I am reminded of a patient from 2 weeks ago whose demeanor was so calm, cooperative, and easily placated that it was hard to believe him as anything other than sad. But sad IS an illness and this man surely had so much of it in him. He was at a loss for self esteem, had no social system to call his friends, and a young daughter that he only saw here and there. His struggle was so real, sober from his addictions for over a month, feeling trapped and “boxed in”, he self admitted himself into the ER, worried he would harm himself. Once on the floor, he was a perfect patient if one could be charted and written up. Med compliant, listened intently, showed intent for change, contracted for safety, kept to himself and made little to no noise. But as my patient, I realized he was still struggling hard with his withdrawal symptoms and not smoking (his very last vice he’s allowed himself). His anxiety was peaking and he had none of his prior substances to help him cope. And NO meds listed. None. Not even a nicotine patch to help cope with the cravings. But….he told me he didn’t want to “rock the boat”, so he just suffered through it. Told me these feelings are what drove him to things like alcohol and sedatives. During his entire stay, the man never had a med assigned to him and was released back into the world, free to make the choices he was going to to survive.

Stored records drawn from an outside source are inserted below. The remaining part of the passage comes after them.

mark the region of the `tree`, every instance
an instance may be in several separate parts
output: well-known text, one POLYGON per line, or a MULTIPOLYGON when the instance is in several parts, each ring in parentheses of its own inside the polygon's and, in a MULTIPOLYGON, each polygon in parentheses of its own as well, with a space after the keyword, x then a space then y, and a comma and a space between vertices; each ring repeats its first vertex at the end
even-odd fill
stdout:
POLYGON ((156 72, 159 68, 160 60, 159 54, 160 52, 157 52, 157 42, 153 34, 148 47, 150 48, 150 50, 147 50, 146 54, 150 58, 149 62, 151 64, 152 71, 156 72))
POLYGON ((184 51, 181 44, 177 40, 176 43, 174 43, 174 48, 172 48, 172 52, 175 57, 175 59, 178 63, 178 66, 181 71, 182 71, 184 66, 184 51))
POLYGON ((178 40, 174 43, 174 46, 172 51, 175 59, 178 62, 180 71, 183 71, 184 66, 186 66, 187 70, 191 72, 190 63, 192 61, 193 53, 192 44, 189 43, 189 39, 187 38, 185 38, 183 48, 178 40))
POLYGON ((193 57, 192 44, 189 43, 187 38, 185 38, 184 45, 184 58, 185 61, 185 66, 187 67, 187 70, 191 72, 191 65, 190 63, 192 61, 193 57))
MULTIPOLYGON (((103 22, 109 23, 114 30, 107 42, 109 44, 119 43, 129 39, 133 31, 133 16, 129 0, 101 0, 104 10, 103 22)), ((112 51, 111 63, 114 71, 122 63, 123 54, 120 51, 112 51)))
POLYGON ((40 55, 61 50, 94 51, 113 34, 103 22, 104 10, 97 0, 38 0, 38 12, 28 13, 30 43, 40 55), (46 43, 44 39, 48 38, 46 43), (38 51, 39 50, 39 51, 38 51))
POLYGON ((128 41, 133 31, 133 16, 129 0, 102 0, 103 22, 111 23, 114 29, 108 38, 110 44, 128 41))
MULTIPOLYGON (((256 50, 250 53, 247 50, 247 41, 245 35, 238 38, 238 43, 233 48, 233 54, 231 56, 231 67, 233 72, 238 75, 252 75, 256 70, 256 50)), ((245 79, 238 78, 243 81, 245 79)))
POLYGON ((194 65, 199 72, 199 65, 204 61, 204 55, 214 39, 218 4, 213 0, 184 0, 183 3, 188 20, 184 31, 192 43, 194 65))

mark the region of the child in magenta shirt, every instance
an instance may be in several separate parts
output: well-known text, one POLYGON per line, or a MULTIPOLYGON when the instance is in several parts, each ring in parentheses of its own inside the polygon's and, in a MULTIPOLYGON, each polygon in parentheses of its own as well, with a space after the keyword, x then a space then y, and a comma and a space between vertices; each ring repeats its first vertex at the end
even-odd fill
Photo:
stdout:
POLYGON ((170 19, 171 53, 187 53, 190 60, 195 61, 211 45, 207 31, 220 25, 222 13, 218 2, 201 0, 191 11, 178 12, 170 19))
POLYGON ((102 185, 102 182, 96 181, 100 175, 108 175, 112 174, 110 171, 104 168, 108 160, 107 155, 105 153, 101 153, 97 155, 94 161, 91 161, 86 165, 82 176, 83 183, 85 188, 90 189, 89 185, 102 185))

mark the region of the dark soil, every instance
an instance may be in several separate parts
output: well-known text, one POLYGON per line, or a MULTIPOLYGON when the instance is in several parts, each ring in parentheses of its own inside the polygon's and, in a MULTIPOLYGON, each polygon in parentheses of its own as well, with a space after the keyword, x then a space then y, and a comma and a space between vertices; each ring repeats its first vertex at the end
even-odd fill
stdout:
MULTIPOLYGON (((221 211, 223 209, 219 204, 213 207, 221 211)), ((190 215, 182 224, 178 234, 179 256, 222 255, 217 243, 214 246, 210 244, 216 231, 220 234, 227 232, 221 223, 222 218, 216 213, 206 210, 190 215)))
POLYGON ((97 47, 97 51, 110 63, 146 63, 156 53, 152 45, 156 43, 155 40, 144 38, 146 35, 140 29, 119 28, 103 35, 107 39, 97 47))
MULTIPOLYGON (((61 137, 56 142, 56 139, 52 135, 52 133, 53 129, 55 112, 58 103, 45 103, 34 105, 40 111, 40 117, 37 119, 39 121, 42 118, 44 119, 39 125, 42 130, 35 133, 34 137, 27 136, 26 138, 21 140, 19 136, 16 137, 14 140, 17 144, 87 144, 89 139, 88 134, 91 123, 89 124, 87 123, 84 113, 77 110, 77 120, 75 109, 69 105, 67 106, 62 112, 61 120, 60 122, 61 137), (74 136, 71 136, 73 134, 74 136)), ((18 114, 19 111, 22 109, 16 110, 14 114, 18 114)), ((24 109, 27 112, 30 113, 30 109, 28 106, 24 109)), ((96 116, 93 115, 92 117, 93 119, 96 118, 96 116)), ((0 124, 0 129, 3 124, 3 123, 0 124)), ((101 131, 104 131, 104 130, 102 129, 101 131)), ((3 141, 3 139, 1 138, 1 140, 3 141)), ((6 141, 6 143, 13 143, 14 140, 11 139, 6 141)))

It is this patient which makes me wonder…..do the quiet ones slip through? In the world of mental health, do you receive treatment based on how much attention you can garner for it? The ones who are compliant seem to sit on the sidelines while the acute patients, the more volatile ones, the more “difficult” ones, receive new meds, frequent doctor visitations, assessments that delve a bit deeper….just more focus their way. And it makes me wonder if they know this too and so the survival for many chronically ill psych patients depends on their outbursts from time to time? Not in a manipulative way (though that does occur), but more from a “I am falling through the cracks, not getting well and no one is SEEING me, hearing me, or feeling my presence today”, kind of way.
I imagine if I began to notice that being “good” meant being forgotten, my survival instincts would kick on too. Mental illness isn’t something you can see, like a wound or record like an EKG. Often the nurses and doctors rely on the patients behaviors and conversations to find out what’s going on. And in the case of my patient above, sometimes being quiet in those areas will result in you slipping below the scope of treatment, falling into an area where you’re “safe enough”, “treated enough”, “calm enough” to be sent on your way so someone “worse off” can take your place in the facility with only so many beds and space.
I have seen a lot of good come from these places, but I definitely got my first look at a moment when not enough was done for someone and I couldn’t advocate enough as a student nurse because I had to leave.